No exato instante em que ele armava o primeiro soco, ouvi uma sirene. Nunca fiquei tão feliz por ouvir esse barulho em toda minha vida! Fiquei sabendo depois que meus colegas animadores tinham chamado a polícia. Gritei por socorro. Isso atiçou ainda mais os meus algozes. Um deles acertou um violento golpe no meu estômago que fez todas as minhas tripas revirarem. Desmaiei. Não sei quanto tempo fiquei desacordado, mas quando retomei a consciência ouvi o final de um diálogo entre um dos meus agressores e um policial. Este último dizia:

– …fica sossegado, amigo. Esse pilantra terá o que merece na cadeia! Vamos levar o elemento pra viatura!

Eu ainda tentei contar o sucedido para os policiais, mas eles apenas mandaram eu calar a boca e me algemaram. Enquanto era carregado, pensei: “Já que estou indo pro inferno, vou abraçar o capeta”. E tomei uma atitude que, relembrando hoje, me arrependo um pouco. Enquanto passava no meio da festa, senti uma onda de ódio se apoderar de mim e resolvi descontar no elo mais fraco: as crianças. Eu gritava totalmente descontrolado:

– Crianças! Eu preciso contar uma coisa pra vocês! Sabe aquela história da cegonha? Não existe! Rararararaá É mentira! É o pai de vocês que trepa com suas mães! Ah, Papai Noel não existe também!
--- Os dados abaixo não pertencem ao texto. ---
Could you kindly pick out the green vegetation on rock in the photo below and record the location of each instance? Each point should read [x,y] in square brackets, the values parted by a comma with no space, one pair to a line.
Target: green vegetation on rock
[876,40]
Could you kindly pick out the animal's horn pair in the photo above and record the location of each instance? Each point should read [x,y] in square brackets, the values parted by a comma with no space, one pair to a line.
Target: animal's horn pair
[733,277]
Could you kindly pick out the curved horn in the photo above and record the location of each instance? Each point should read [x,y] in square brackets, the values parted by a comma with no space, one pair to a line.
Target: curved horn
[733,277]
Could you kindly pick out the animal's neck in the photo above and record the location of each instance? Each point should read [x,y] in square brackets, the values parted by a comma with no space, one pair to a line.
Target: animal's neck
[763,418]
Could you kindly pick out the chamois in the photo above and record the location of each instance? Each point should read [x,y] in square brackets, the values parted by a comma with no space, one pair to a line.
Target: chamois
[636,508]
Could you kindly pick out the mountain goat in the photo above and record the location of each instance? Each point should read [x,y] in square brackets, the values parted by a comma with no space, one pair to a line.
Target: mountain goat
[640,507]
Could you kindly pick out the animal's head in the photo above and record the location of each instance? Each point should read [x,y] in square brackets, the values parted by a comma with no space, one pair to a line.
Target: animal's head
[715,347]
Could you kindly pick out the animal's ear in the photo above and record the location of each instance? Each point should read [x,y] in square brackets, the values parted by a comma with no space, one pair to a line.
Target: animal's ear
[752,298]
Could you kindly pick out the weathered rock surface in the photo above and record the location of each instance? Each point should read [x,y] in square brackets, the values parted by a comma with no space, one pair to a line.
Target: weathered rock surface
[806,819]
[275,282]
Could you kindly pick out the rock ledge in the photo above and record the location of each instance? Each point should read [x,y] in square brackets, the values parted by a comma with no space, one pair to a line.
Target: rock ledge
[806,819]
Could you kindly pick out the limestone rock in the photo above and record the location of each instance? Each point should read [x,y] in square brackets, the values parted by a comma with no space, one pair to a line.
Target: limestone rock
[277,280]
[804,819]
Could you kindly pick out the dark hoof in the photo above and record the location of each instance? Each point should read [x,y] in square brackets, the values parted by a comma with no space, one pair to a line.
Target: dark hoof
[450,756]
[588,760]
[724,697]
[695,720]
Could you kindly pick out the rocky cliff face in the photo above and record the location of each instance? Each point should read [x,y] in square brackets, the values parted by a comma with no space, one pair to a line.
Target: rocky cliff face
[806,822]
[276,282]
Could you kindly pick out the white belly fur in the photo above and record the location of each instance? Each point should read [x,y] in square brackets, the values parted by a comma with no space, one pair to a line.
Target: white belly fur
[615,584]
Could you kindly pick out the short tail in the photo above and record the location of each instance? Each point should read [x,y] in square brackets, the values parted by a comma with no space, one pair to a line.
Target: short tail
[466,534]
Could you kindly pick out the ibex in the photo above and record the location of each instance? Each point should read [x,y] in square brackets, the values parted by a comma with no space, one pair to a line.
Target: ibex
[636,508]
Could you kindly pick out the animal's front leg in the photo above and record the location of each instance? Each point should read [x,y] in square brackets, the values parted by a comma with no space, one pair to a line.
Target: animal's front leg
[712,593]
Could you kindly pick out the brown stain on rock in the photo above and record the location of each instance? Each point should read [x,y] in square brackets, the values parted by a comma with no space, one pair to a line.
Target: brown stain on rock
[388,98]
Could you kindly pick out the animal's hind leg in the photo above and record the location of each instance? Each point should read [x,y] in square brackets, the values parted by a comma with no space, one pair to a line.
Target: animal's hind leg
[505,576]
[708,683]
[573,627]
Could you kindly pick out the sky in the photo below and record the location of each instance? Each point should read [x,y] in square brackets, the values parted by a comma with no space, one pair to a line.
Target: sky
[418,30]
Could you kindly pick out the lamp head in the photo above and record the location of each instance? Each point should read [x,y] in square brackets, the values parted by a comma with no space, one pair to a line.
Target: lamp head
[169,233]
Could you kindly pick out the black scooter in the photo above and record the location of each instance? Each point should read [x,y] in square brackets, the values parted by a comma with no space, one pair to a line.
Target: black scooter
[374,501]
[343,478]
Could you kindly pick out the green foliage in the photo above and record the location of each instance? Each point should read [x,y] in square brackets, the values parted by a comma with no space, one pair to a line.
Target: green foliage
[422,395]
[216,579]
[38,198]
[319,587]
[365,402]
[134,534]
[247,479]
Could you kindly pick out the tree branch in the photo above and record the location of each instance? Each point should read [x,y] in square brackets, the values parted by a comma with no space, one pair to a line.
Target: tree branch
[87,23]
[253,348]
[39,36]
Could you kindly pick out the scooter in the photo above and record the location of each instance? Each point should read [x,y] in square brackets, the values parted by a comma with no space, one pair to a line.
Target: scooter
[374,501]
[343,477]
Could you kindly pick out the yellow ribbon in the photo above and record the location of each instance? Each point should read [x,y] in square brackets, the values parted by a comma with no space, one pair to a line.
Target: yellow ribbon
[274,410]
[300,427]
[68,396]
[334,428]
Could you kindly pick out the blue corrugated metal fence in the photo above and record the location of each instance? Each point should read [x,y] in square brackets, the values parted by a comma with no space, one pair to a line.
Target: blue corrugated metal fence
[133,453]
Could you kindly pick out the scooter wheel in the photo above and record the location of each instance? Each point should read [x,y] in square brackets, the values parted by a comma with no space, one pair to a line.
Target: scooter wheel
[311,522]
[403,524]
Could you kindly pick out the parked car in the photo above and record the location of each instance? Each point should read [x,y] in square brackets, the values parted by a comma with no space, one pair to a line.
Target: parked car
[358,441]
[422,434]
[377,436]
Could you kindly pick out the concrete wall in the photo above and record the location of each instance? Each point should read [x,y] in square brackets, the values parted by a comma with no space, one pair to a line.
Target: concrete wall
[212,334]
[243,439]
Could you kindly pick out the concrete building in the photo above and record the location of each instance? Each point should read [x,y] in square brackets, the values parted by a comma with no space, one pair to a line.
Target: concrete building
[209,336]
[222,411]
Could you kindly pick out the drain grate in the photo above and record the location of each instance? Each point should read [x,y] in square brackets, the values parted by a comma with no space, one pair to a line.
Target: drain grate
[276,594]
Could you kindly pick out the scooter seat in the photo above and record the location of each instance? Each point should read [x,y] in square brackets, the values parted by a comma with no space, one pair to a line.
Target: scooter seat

Ainda hoje não sei como saí vivo do Buffet. Pudera. As crianças desataram um choro em uníssono. Quando estava perto da saída, ouvi um diálogo inesquecível. Era uma garotinha de uns quatro anos que, chorando, perguntava pro pai:

– Seu malvado! Por que você trepa com a mamãe?

Eu devo ter acabado com a infância de algumas gerações. Mas minha vida também tomaria um rumo inesperado. Chegando na delegacia, descobri que o delegado de plantão era irmão do tio beberrão – além da semelhança física, o hálito de alcoól indicava que ambos vieram da mesma árvore genealógica. Eu tentei valer os meus direitos básicos, como chamar um advogado, mas ele apenas soltou uma gargalhada e disse:

– Enjaula esse filho da puta! Coloca ele na pior cela, aquela que tem o Toninho Crueldade…  Se ele escapar vivo, amanhã a gente aplica um corretivo nesse verme. Ah, por favor, tira essa fantasia ridícula de ursinho carinhoso…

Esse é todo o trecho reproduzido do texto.